Fort de ce constat sur la performance et la résilience des salariés, auquel s’ajoute des enquêtes indiquant qu’une majorité de français souhaite rester en télétravail (plus de la moitié des personnes l’ayant expérimenté), les entreprises ont voulu se précipiter sur l’occasion. Les gains potentiels ont été peu évoqués mais ils sont, dans un contexte économique très difficile, des accélérateurs de choix : réduction des mètres carrés de bureau, capacités de restauration collective diminuées ou baisse des frais kilométriques ou de remboursement de transports collectifs.

Le télétravail a donc été perçu comme la panacée, permettant tout à la fois de travailler sa marque employeur, agrandir son bassin d’emploi tout en réduisant les coûts de façon drastique.

Mais à y regarder de plus près, le télétravail n’est pas la solution absolue aux problèmes du moment.

Les différentes enquêtes et études de ces dernières semaines semblent montrer que le vécu personnel des salariés n’est pas toujours aussi radieux dans l’intimité : intrusion du monde professionnel dans la vie personnelle, difficultés de concentration dans un environnement personnel non dédié à la pratique professionnelle, fatigue psychologique, micro-management et manque complet d’autonomie pour certains ou sentiment d’être uniquement évalué sur des taches et non plus sur une posture et un comportement global pour d’autres.

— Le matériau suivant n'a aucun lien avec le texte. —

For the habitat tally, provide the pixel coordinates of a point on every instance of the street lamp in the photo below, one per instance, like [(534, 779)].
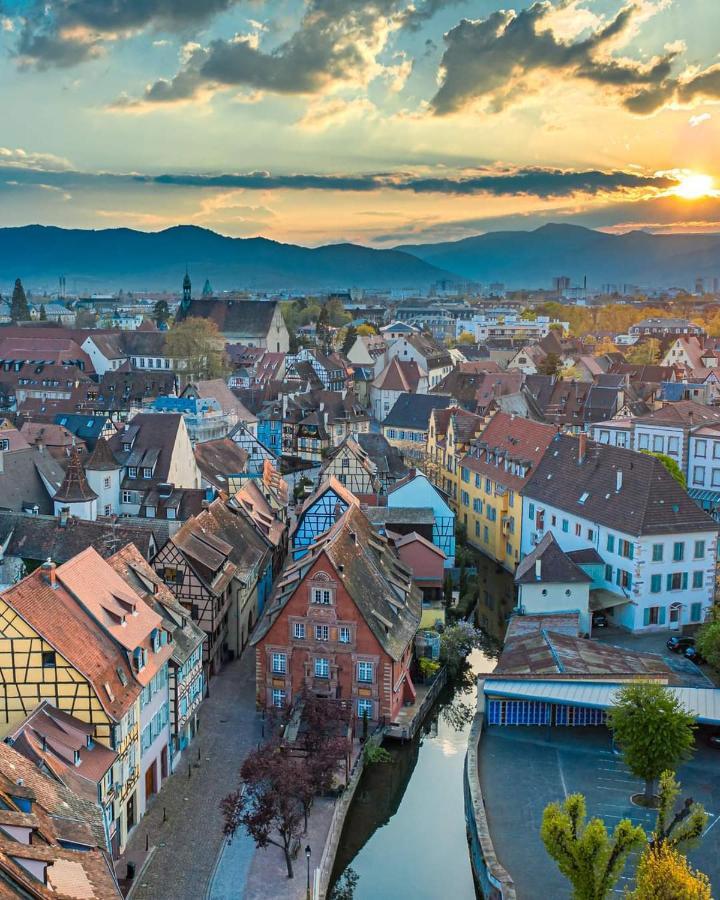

Pour toutes ces raisons, nombreux sont les collaborateurs qui souhaitent retourner dans leurs bureaux pour retrouver un lien social, des échanges interpersonnels ou le « off » (tout ce que l’on ne se dit pas dans une réunion formelle) qui fait également la vie de bureau et permet d’animer un collectif.

Pour l’entreprise, les décisions rapides prises pendant la période de confinement sont souvent synonymes de risques sur les systèmes d’informations, les données des clients ou les contraintes des différents régulateurs et ne peuvent perdurer. Sur le plan interne, le fait de traiter différemment les équipes à distance, des équipes « terrain » créé une fracture au sein de l’entreprise entre ceux qui vont « au front » et ceux qui ont la possibilité de rester chez eux, qui ne peut également subsister dans le temps.

Alors que choisir ? A n’en pas douter, la situation d’avant la crise ne reviendra pas à l’identique et les mois à venir vont montrer qu’il faut savoir trouver un équilibre, mixant une présence physique qui permet d’animer un esprit d’entreprise, un collectif ; tout en permettant un travail à distance (chez soi ou dans des bureaux déportés) qui favorise l’autonomie et la concentration.

Ce que l’on peut tenir pour sur : ces choix devront se faire au plus près du terrain et de la volonté des équipes qui auront plus que jamais leur mot à dire. Et, sous peine de rendre les entreprises très rapidement obsolètes, ces choix devront se faire vite !

Par Julien Borderie, Partner chez Square.